Siapa Mohammad Noor, Gubernur Pertama Kalimantan?

Sang pangeran dari Banjar ini menegaskan berdiri di belakang Sukarno-Hatta.

PANGERAN Mohammad Noor adalah Bangsawan Kesultanan Banjar ini lahir di Martapura, Kalimantan Selatan, 24 Juni 1901. Noor punya jasa besar tatkala ditunjuk sebagai gubernur pertama Kalimantan –saat itu masih disebut Borneo.

“Sebagai gubernur pertama (Noor, Red.) luar biasa.
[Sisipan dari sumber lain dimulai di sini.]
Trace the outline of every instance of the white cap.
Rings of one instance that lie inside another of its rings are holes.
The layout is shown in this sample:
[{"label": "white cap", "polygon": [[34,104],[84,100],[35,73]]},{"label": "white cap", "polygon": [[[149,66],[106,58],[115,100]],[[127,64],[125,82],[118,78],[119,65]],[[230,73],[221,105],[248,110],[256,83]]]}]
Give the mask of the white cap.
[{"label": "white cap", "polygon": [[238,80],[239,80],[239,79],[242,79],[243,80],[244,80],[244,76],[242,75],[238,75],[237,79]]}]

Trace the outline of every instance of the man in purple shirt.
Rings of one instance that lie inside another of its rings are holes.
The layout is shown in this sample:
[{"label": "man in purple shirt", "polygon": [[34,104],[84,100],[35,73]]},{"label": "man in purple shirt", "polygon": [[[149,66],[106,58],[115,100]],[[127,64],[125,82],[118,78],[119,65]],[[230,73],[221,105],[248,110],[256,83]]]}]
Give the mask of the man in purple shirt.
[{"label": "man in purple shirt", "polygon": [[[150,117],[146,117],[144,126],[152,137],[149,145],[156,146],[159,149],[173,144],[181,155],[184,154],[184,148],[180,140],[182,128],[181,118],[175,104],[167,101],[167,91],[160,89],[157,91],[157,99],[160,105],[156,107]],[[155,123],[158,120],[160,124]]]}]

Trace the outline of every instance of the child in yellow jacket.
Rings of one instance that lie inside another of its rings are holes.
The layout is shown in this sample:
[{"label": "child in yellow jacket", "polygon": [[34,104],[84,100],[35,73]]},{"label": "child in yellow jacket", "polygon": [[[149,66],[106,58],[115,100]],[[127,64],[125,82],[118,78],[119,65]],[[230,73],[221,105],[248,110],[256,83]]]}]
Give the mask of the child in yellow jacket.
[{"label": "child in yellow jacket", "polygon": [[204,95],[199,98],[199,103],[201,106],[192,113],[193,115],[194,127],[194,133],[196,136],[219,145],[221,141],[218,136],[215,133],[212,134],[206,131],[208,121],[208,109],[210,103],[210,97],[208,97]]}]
Beliau memiliki jasa besar mempersatukan pejuang di Kalimantan,” ujar sejarawan Sulawesi Selatan, Taufik Ahmad, seperti dikutip dari Historia.

Karena seorang ningrat, Noor tak kesulitan mencecap pendidikan tinggi di zaman kolonial. Disebutkan Noor bersua dengan Sukarno tatkala mereka sama-sama berkuliah di Technische Hooge School (Sekolah Tinggi Teknik) di Bandung. Bila Sukarno mengambil jurusan arsitek, maka Noor getol mendalami teknik lingkungan. Di kampusnya, Noor aktif sebagai anggota Jong Islamieten Bond (Ikatan Pemuda Islam). Pada 1927, Noor meraih gelar insinyur sipil dan menjadi orang Kalimantan pertama yang berpredikat sarjana.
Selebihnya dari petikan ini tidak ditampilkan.